|7-8 fresh chestnuts|
dark soy sauce
light soy sauce
How to make roast chicken with golden chestnuts
All the ingredients are ready, as shown in the picture, and a hint that the chestnuts are very tasty, but my hand hurts to peel them, the skin is very hard to remove! If you like to eat, please put more!
Ginger, consumed oil, light soy sauce, and Orleans marinade plain! A little less refined salt, as the depleted oil etc. carries a salty taste! Give the chicken a massage for 15 minutes or more, the picture doesn’t go to the toes haha, you can go on your own, including the chicken head, but the chicken head tastes like it’s cooked! Great! Marinate for 2 hours or more after massaging, but overnight marinating isn’t recommended, and the ingredients themselves are still fresh!

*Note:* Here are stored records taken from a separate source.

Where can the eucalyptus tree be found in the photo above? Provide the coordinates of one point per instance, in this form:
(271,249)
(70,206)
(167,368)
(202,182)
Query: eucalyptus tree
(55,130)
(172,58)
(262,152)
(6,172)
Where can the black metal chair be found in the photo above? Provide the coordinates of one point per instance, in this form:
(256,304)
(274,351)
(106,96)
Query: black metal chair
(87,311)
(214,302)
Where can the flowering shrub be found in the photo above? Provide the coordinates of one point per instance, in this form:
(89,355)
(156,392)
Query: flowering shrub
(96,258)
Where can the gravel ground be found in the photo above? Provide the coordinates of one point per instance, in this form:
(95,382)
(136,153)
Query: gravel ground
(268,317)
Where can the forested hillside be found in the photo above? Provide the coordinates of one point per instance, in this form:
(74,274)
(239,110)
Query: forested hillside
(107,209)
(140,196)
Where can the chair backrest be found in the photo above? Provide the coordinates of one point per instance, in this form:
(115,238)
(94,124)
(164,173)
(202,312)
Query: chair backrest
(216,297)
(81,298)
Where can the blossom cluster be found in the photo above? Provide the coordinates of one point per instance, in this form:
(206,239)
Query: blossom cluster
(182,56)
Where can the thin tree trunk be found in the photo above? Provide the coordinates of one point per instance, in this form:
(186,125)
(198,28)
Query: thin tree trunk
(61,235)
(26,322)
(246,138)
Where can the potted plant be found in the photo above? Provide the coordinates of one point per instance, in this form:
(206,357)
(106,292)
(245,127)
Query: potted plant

This picture keeps the chick as asleep as possible, and I mourn for it! Chestnuts, carrots, and corn all stuffed up and stuffed around it! What is that on the body, one might ask me Well, hear me out, it’s butter, frozen butter scraped off with a knife and landing on a chicken… nice! After all that, wrap the chicken in tin foil to keep the moisture out! Open the oven, please! Put him to sleep for two hours!
This picture is of a sleeping waking cock! Someone asked me if I was okay with this. Is there a process in between Don’t worry, there is! Remember that marinade for the chicken Bake it for an hour and a half, then take it out and brush it again! In the meantime, remove the foil from the top and bake for another 30 minutes for a crispy crust! Then let’s rip!